Even when care is available, it can be difficult for migrants to access it. Some avoid seeking help altogether for fear of a large bill or because of long-standing mistrust of the medical system.
Dr Stephanie Lee is the medical director of refugee resettlement and coordinator of the Unaccompanied Youth Program at Penn State Health’s Family Practice Pediatrics Clinic. She said she sees a lot of patients who don’t have health insurance or don’t know how to get it.
One mother who had been waiting for more than a year to apply for asylum told Lee she was paying out of pocket because her family didn’t have insurance.
“The process is so broken you can’t even do anything,” Lee said. “They came to see me and I was just paying out of pocket because the child needed a physical and needed to be checked before he could go to school.”
The Migrant Clinicians Network, which has been connecting patients with health care providers for 30 years, just received a $5 million grant from the National Institutes of Health.

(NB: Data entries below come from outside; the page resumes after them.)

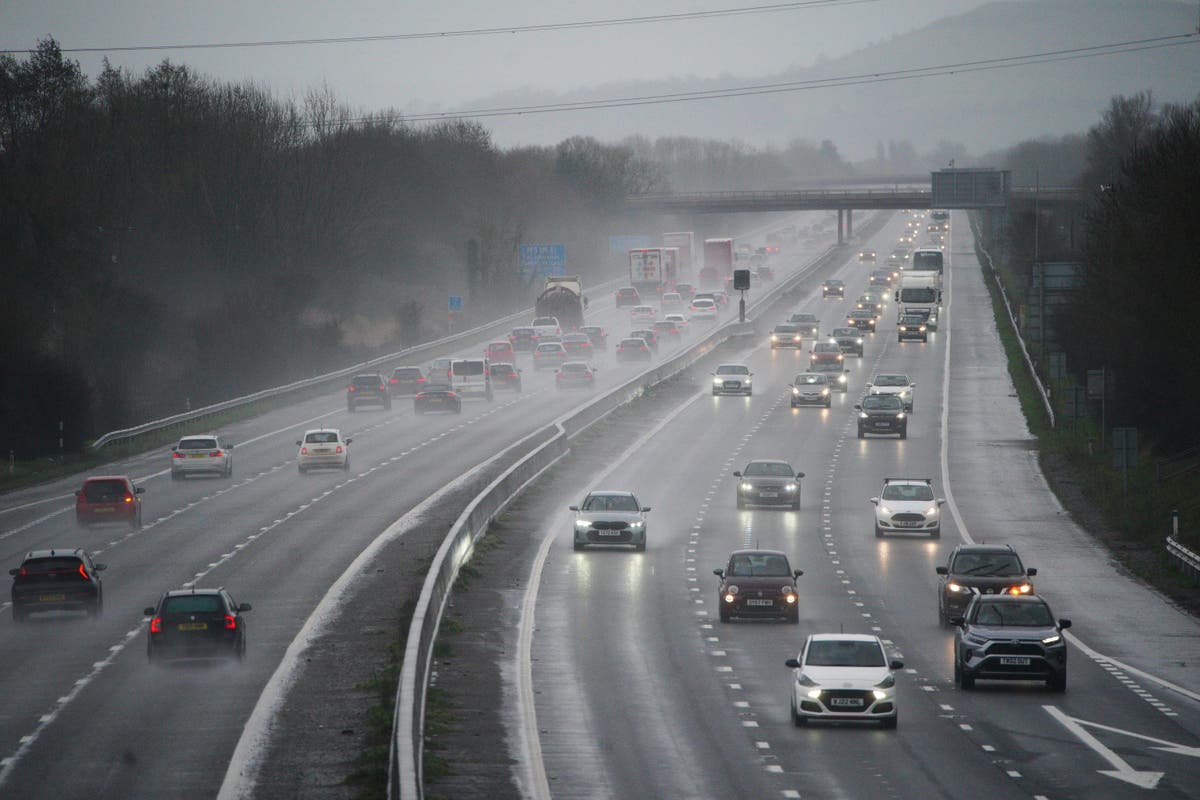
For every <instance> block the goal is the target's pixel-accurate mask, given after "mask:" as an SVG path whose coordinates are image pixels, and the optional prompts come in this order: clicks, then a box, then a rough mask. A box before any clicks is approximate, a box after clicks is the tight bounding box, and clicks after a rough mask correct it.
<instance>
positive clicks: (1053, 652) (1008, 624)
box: [950, 595, 1070, 692]
mask: <svg viewBox="0 0 1200 800" xmlns="http://www.w3.org/2000/svg"><path fill="white" fill-rule="evenodd" d="M950 624H952V625H954V626H955V627H958V628H959V630H958V631H956V632H955V634H954V681H955V682H956V684H958V685H959V686H960V687H962V688H973V687H974V682H976V681H977V680H1044V681H1045V682H1046V686H1049V687H1050V688H1051V691H1055V692H1061V691H1063V690H1066V688H1067V642H1066V639H1063V636H1062V632H1063V630H1066V628H1068V627H1070V620H1069V619H1060V620H1057V621H1056V620H1055V618H1054V614H1051V613H1050V606H1049V604H1048V603H1046V601H1044V600H1042V599H1040V597H1038V596H1036V595H974V596H973V597H972V599H971V602H970V603H968V604H967V609H966V610H965V612H964V613H962V616H954V618H953V619H950Z"/></svg>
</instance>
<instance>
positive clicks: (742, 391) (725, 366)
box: [713, 363, 754, 397]
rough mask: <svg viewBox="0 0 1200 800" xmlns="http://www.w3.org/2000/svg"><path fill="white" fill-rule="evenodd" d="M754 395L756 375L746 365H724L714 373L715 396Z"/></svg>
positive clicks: (713, 381)
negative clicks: (717, 395) (725, 395)
mask: <svg viewBox="0 0 1200 800" xmlns="http://www.w3.org/2000/svg"><path fill="white" fill-rule="evenodd" d="M716 395H745V396H746V397H750V396H751V395H754V373H752V372H750V367H748V366H745V365H744V363H722V365H719V366H718V367H716V372H714V373H713V396H714V397H715V396H716Z"/></svg>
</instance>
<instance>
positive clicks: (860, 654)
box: [786, 633, 904, 728]
mask: <svg viewBox="0 0 1200 800" xmlns="http://www.w3.org/2000/svg"><path fill="white" fill-rule="evenodd" d="M786 663H787V666H788V667H791V668H792V672H793V680H792V723H793V724H796V727H802V726H805V724H808V723H809V720H836V721H839V722H840V721H842V720H857V721H877V722H878V723H880V724H881V726H882V727H884V728H895V727H896V722H899V720H900V715H899V712H898V709H896V678H895V670H898V669H904V662H901V661H888V657H887V651H886V650H884V649H883V642H881V640H880V637H877V636H870V634H866V633H812V634H810V636H809V637H808V638H806V639H805V640H804V648H803V649H802V650H800V654H799V656H797V657H796V658H788V660H787V661H786Z"/></svg>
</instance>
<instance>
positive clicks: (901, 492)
mask: <svg viewBox="0 0 1200 800" xmlns="http://www.w3.org/2000/svg"><path fill="white" fill-rule="evenodd" d="M883 499H884V500H912V501H913V503H920V501H923V500H932V499H934V487H931V486H930V485H929V483H888V485H887V486H884V487H883Z"/></svg>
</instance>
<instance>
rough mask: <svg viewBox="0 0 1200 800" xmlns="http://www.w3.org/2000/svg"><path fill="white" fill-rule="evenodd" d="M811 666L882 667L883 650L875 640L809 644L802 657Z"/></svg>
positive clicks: (837, 666)
mask: <svg viewBox="0 0 1200 800" xmlns="http://www.w3.org/2000/svg"><path fill="white" fill-rule="evenodd" d="M804 663H805V666H812V667H883V666H887V662H886V661H884V660H883V650H882V648H880V645H878V644H876V643H875V642H856V640H848V642H822V640H816V642H812V643H811V644H809V651H808V654H806V656H805V658H804Z"/></svg>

Its caseworkers keep in touch with migrants, doing things like setting up medical appointments, helping fill out social service applications, taking people to appointments, and figuring out payment options.
They even keep in touch with a trusted family member in the migrant’s home country, in case they fall off the radar.
“We have a lot of babies named after the people who work on our team,” says Garcia, who oversees the programme.
But that’s the best-case scenario.
The shelter system in Massachusetts is so full that the governor called in the National Guard in August to help. Dr Fiona Danaher and her colleagues often can’t find migrants when they need to follow up with them because they don’t have a US phone number.
“We see situations, even with migrants who are just moving between shelters in the Boston area, where they get completely lost to follow up,” said Danaher, a primary care paediatrician at Mass General Brigham Health System. “And then the wheel gets reinvented and the same tests get done.”
She encourages her colleagues to give patients a physical copy of everything done during their visit: vaccines administered, medication prescribed, benefits applied for. That way, they can just hand it to the next person they see – like a critical game of telephone.
There’s “a lot of low-hanging fruit” when it comes to caring for migrant patients, she said, and a “very old-school level of note-taking” is “an important investment to make”.